GEORGE PLAYS DUMB AS DICK PLAYS DIRTY.

WELCOME BACK, KARL!

By Douglas Drenkow, Editor of "Progressive Thinking"

As Posted in "OpEdNews" & "Comments From Left Field"

I was beginning to get worried. For a while there it seemed like our political arch nemesis was permanently out of touch.

I mean, how could we fully appreciate what is right and proper in public discourse if our reference point for all that is sick and twisted and just plain evil in the world of politics suddenly disappeared?

But apparently, breathing a sigh of relief after dodging (at least for now) an indictment years in the making, Karl Rove is back. With a vengeance (as if it could be any other way).

The days of Karl having to constantly worry that special prosecutor Fitzgerald had wiped enough sand out of his eyes to see what had actually gone on in the outing of Plame seem to be over (at least for now).

The president's political opponents can expect no more free rides, of P.R. disasters in the wake of natural disasters, of Supreme Court nominees taken out by friendly fire from the Right, of presidential poll numbers in utter free fall.
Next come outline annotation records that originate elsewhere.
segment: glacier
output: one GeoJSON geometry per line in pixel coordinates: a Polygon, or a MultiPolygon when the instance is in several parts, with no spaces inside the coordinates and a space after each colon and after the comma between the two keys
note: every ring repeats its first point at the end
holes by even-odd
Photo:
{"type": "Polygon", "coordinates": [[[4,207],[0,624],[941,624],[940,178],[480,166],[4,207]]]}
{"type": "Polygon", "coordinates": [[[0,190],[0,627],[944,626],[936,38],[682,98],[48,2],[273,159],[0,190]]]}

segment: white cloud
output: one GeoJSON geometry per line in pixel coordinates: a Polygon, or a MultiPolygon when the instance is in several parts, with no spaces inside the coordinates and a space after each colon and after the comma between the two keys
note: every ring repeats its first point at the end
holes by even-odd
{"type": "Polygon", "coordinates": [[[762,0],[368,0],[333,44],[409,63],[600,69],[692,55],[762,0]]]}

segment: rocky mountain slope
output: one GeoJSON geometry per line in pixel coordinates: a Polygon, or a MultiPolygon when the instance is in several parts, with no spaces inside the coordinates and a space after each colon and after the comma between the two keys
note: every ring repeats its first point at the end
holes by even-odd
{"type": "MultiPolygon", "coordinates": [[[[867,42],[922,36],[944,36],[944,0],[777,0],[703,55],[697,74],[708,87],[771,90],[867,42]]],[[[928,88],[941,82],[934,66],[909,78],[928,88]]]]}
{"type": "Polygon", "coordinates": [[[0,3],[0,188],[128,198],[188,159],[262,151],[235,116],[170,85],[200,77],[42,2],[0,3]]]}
No, Karl Rove is apparently back in the saddle again, and in fine form, although operating, true to form, behind the scenes (Think "The Wizard Oz" in reverse: the face to the world that of an avuncular soul; the man behind the curtain crazed with the power to crush any and all who dare to oppose the Great Rove).

Just consider the rapid response the White House mounted to the recent spate of criticisms from the Democrats, complaints that resonate so well with the public that they had -- and still do have -- the potential to bring down this administration; and tell me you do not see the fingerprints of Karl, the master of deceit, all over the well-orchestrated, quickly evolving (intelligently designed?) counter-offensive.

The central attack on Bush came on the issue of his honesty and trustworthiness. Polls showed that most Americans now believe he intentionally lied about the claims that led us into war. Putting aside for the moment the mounting evidence that that was indeed the case -- for although "facts may be stubborn things," they are ultimately simply "bothersome things" for the hypocritical megalomaniacs that captain our ship of state, this ship of fools -- the fundamental political problem for any leader is that if no one believes him, no one will follow him ... into either heaven or hell.

And we know in which direction the Right is leading us now (Does it feel warm to you, or is it just me?).

So what's a tinhorn dictator from West Texas to do? Why, turn to his trusty ol' sidekick, of course (Does it smell like turdblossom to you, or is it just me?).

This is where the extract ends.